Mr. Turkewitz is saying that we cannot relax our laws for internet players like Google – especially given its role in an “internet of Backpage, of ISIS recruitment, of cyber-bullying, of phishing, of ransomware and revenge porn, of cyber-espionage, of trafficking in counterfeit and pirate content.” The majority of the Court did agree, with Justice Abella stating “The answer turns on classic interlocutory injunction jurisprudence” as if to say, “What’s the problem here?”

The only other point I’ll raise is about the dialogue between majority and minority about necessity and efficacy. The majority believed the order to be necessary and effective and the minority did not, neither side spending any time explaining the divergence. Here is the statement that encapsulates the minority view:

The most that can be said is that the Google Order might reduce the harm to Equustek which Fenlon J. found “Google is inadvertently facilitating” (para. 152). But it has not been shown that the Google Order is effective in doing so. As Google points out, Datalink’s websites can be found using other search engines, links from other sites, bookmarks, email, social media, printed material, word-of-mouth, or other indirect means. Datalink’s websites are open for business on the Internet whether Google searches list them or not. In our view, this lack of effectiveness suggests restraint in granting the Google Order.

Given our courts are charged with protecting rule of law and given the impossibility of totally controlling the internet, this statement is downright depressing. Very simply, we must have resort to harm reduction because it is all we will ever have. Without harm reduction, we have no rule of law.

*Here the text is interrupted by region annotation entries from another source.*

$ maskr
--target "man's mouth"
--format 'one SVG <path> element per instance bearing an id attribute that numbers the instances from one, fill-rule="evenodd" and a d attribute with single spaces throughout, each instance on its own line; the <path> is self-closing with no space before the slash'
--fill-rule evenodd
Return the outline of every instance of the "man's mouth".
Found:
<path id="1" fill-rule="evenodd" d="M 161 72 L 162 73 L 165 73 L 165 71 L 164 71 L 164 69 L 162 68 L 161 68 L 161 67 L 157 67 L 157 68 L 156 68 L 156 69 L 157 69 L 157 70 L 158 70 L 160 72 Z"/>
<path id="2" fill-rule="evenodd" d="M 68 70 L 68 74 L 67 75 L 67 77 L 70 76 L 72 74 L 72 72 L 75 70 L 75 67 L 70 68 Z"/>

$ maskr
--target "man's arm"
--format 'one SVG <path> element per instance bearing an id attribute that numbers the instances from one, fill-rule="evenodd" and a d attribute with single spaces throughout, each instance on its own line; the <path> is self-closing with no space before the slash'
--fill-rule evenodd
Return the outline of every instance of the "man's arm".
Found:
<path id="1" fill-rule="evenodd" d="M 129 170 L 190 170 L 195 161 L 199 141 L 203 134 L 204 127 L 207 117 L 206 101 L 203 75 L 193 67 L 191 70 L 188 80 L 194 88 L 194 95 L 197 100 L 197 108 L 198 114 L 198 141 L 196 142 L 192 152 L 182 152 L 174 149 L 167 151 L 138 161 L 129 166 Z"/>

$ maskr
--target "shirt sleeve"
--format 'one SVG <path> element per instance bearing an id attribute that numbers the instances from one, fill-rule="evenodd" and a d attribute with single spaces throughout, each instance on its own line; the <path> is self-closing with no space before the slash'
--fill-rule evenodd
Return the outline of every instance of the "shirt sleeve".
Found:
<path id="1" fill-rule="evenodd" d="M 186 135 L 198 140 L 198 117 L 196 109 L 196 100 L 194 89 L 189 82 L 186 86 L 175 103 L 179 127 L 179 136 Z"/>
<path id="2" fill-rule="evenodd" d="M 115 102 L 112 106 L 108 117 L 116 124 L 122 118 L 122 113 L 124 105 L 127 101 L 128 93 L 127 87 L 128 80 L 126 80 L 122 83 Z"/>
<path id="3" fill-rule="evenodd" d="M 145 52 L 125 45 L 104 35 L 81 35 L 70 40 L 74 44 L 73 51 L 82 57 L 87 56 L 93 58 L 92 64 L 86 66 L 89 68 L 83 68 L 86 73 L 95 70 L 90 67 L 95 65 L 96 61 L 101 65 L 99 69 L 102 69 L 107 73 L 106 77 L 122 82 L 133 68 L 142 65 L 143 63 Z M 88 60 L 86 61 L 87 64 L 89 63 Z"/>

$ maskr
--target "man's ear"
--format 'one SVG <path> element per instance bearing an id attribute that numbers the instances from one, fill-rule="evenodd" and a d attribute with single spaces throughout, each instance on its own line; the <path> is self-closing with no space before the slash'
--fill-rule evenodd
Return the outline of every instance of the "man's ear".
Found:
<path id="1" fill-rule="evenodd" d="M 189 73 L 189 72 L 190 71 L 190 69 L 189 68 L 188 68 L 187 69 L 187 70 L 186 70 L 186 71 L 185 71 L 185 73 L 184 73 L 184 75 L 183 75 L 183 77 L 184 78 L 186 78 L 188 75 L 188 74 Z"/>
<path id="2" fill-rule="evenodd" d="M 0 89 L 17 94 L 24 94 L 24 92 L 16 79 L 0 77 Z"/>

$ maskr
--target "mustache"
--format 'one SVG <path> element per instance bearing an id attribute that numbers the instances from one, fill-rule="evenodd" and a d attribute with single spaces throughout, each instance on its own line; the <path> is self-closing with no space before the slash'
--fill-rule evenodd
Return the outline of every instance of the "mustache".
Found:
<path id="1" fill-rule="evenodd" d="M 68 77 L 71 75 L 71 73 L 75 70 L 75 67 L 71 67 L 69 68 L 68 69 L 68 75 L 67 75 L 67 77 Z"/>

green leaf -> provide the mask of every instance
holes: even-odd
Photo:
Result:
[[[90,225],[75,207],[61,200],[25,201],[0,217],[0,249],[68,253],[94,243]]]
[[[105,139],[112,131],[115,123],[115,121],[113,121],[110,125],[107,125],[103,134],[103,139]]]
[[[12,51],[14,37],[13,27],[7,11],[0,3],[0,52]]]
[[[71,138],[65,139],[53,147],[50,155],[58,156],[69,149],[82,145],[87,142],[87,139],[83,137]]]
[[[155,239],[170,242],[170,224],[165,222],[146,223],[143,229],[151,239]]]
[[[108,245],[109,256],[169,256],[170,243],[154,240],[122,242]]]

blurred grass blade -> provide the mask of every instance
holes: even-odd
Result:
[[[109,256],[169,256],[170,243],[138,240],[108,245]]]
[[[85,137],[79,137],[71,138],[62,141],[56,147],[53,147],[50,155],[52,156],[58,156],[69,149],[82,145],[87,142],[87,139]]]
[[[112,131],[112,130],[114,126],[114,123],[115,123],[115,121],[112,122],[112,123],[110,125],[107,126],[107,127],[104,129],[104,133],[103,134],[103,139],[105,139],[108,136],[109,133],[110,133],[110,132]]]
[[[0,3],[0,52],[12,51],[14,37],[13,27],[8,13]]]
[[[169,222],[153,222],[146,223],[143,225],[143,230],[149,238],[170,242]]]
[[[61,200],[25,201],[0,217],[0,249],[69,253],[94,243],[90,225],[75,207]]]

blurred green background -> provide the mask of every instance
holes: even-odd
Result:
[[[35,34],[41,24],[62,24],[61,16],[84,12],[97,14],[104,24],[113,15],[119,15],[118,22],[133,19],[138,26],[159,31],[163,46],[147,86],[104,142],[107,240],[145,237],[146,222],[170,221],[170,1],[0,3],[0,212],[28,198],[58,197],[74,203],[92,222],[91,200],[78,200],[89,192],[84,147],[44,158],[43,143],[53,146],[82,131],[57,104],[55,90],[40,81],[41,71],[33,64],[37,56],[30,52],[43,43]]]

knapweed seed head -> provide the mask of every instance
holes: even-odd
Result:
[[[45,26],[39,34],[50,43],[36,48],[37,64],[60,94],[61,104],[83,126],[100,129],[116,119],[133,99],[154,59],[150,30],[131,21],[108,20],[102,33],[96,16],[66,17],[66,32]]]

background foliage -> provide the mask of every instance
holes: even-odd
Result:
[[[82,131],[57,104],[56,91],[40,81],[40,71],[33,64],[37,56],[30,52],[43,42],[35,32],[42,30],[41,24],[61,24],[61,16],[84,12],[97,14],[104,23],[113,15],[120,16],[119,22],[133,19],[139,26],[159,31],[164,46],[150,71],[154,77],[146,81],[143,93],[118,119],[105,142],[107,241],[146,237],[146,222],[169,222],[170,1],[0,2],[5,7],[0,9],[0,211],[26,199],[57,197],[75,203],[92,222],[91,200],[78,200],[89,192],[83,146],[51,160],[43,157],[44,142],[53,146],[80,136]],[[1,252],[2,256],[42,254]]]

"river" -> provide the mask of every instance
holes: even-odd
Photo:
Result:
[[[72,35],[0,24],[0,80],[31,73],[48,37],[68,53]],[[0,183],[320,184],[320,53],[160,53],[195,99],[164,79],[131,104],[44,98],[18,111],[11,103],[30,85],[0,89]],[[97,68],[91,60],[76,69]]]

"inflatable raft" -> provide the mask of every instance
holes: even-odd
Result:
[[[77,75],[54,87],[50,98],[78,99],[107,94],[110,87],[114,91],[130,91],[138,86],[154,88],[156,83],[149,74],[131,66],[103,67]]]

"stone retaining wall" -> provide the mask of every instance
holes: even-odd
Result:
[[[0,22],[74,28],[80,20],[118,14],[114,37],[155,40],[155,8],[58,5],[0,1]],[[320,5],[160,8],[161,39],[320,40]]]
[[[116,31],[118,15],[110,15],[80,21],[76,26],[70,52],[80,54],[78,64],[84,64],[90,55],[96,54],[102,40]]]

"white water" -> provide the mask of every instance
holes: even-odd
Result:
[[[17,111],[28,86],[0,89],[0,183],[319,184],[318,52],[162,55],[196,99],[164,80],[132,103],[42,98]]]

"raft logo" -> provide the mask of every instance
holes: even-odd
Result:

Google Inc. v. Equustek Solutions Inc., 2017 SCC 34 (CanLII).

 

SCC makes a modest point in favouring local court’s jurisdiction over privacy claim

25 Jun

On Friday the Supreme Court of Canada issued its decision in Douez v Facebook. A majority of the Court held that a forum selection clause in Facebook’s terms of use should not be enforced.

Douez is the plaintiff in a proposed class action that alleges Facebook breached the British Columbia Privacy Act by administering its “sponsored stories” advertising program – a program by which Facebook used the name and picture of Facebook members (allegedly without their knowledge) to advertise companies and products to other members on the site and externally. Facebook sought to stay the action based on a clause in its terms of use that stipulated disputes would be resolved in California.

A four judge majority of the Court held that the clause should not be enforced. Three judges in this majority (Karakatsanis, Wagner and Gascon JJ) held that the clause was valid according to contract law principles but, as a matter of policy, should not be enforced. They explained that the two dispostive factors were (1) the “gross inequality in bargaining power” between Douez (a consumer of online services) and Facebook and (2) the interest in local adjudication of privacy disputes – disputes that rest on “quasi-constitutional” rights. Justice Abella joined this group against enforcement of the clause, but held that the clause should not be enforced because it was unconscionable – issuing a broader critique of the means of contracting used by Facebook and most other online service providers.

While the Court did not enforce the contract, the plurality’s view is balanced – making a narrow point about where these types of privacy claims should be heard rather than a more disruptive and general point about the enforceability of online service terms of use.